Introduction to Deaf Children in China continued...
In quantitative as well as qualitative research, the reliability of the results depends both on an appropriate and systematic research design and on its careful implementation. These should be described, so that the methodology of the study becomes transparent and open to evaluation by others. For this reason, I have detailed how information was acquired so that readers can assess whether it was obtained systematically and carefully and is therefore likely to be reliable. Establishing the reliability of factual information may be relatively straightforward, but information about people's attitudes has to be assessed differently: views and opinions are liable to vary, affected both by time and by circumstances (in particular, who is speaking to the respondent). Again, a systematic, consistent, and transparent research methodology tends to strengthen the credibility of findings concerning attitudes and experiences: in this case, in analyzing both the interviews and the letters we must consider specific contexts—for example, the relationship between the respondent and the interviewer or between the writer and the recipient of the letters.
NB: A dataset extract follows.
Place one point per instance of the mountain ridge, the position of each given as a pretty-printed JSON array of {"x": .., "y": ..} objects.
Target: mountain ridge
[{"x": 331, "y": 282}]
These issues are discussed further in chapters 5 and 6.

Data are considered "valid" if they accurately represent social reality. Validity is often associated with qualitative research, which focuses on the meanings of, connections between, and explanations for social phenomena rather than simply enumerating features of social life. It is possible to obtain very informative and valid data through qualitative studies with relatively small samples (Haralambos and Holborn 1991). Ideally, a study should give the researcher insight into the social reality or realities of the respondents as they themselves see it—not in terms of frameworks imposed by the researcher. In this respect the analysis of the letters arguably produces more strongly valid results than that of the interviews, since parents are expressing themselves in their own words, with their own emphases, unprompted by anyone outside the family. In addition, the letters convey the parents' private, most deeply felt concerns to someone who is also the parent of a deaf child, with whom they are likely to be able to communicate most honestly and unreservedly. However, the letters tend to be short, providing a limited amount of information—they reveal key facts about the family's situation with regard to their deaf child and make clear the parents' main preoccupations, but they are silent about many details that a researcher might like to know. By contrast, interviews that systematically cover a broad range of topics produce more comprehensive information, thereby providing a fuller picture of parents' circumstances and their response to them. That fuller picture in itself contributes to validity, since it lessens the possibility that the researcher will draw false conclusions because relevant or possibly relevant factors were not considered; this argument is likely to be especially significant when the researcher is undertaking original research in a different cultural context.